28.12.2017 | aktual.: 28.12.2017 17:34
Sejm przyjął projekt nowelizacji ustawy o zakazie propagowania komunizmu poprzez nadawanie ulicom, placom i budynkom m.in. nazwisk działaczy z czasów PRL. Gdy projekt wejdzie w życie, samorządy nie będą już mogły zmienić nazw ulic zdekomunizowanych przez wojewodów. Właśnie w ramach dekomunizacji wojewoda Mikołaj Bogdanowicz przemianował Aleje Planu 6-letniego na Aleje Prezydenta Lecha Kaczyńskiego. Radni PO i SLD postanowili zawalczyć o starą nazwę.
- Rozumiem gdyby to była ulica imienia jakiegoś zbrodniarza komunistycznego. Ale tak nie jest, ta nazwa jest po prostu historyczna. Podobnie będziemy walczyć przeciwko zmianie nazwy ulicy Przodowników Pracy. Nie można pozwolić, żeby dekomunizacja przekroczyła granice absurdu, a to się właśnie dzieje - mówi nam radny Jakub Mendry (SLD).
Nie chodzi więc tylko o to, że ulica jest imienia Kaczyńskiego? - To osobna kwestia. Wojewoda nadał jej taką nazwę z czystego lizusostwa wobec przywódcy PiS. I to tłumaczenie, że dlatego wybrał byłego prezydenta, bo ten podpisał akt stworzenia jednej z naszych uczelni. Jakby opierać się na takiej argumentacji to równie dobrze można by zmienić nazwę ulicy na Aleksandra Kwaśniewskiego - on też przyczynił się do rozwoju szkolnictwa wyższego w naszym mieście - tłumaczy Mendry.

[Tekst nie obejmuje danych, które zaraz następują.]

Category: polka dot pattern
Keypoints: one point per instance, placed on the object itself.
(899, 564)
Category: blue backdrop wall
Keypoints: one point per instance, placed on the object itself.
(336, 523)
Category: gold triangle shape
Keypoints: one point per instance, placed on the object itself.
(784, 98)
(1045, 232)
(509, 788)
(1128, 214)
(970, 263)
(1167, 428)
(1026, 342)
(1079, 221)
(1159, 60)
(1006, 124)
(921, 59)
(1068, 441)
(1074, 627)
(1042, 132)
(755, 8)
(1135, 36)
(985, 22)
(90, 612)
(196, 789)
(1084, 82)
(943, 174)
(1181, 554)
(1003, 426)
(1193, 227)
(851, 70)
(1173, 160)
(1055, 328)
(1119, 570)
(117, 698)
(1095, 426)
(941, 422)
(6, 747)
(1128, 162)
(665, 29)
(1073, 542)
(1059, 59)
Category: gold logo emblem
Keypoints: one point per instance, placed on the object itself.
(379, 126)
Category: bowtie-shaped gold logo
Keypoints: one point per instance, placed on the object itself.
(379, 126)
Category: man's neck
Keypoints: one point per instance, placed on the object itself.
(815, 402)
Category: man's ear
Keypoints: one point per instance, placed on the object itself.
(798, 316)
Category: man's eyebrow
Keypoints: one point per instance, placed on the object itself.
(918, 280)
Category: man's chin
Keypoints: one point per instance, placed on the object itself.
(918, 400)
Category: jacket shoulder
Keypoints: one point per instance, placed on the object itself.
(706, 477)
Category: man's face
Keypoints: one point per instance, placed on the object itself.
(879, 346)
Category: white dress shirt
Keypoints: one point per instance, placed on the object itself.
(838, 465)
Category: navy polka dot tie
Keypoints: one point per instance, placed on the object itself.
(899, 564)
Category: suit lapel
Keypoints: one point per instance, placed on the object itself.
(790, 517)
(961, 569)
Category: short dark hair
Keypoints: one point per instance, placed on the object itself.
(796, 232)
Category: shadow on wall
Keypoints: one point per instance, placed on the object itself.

Najważniejsze według bydgoskich radnych z PO i SLD jest jednak zdanie mieszkańców. A oni są podobno w większości na nie wobec nadawania ulicom imienia Kaczyńskiego. - Wielu z nich uważa, że Kaczyński nie zasłużył na to, by ich ulica nosiła jego nazwisko. Nie mówiąc już o tym, że taka zmiana oznacza dla nich ciąganie się po urzędach czyli stratę cennego czasu - podkreśla Mateusz Zwolak (PO). I dodaje: - Wiem, że będziemy musieli stoczyć batalię z radnymi z PiS, żeby postawić na swoim ale zrobimy, co w naszej mocy.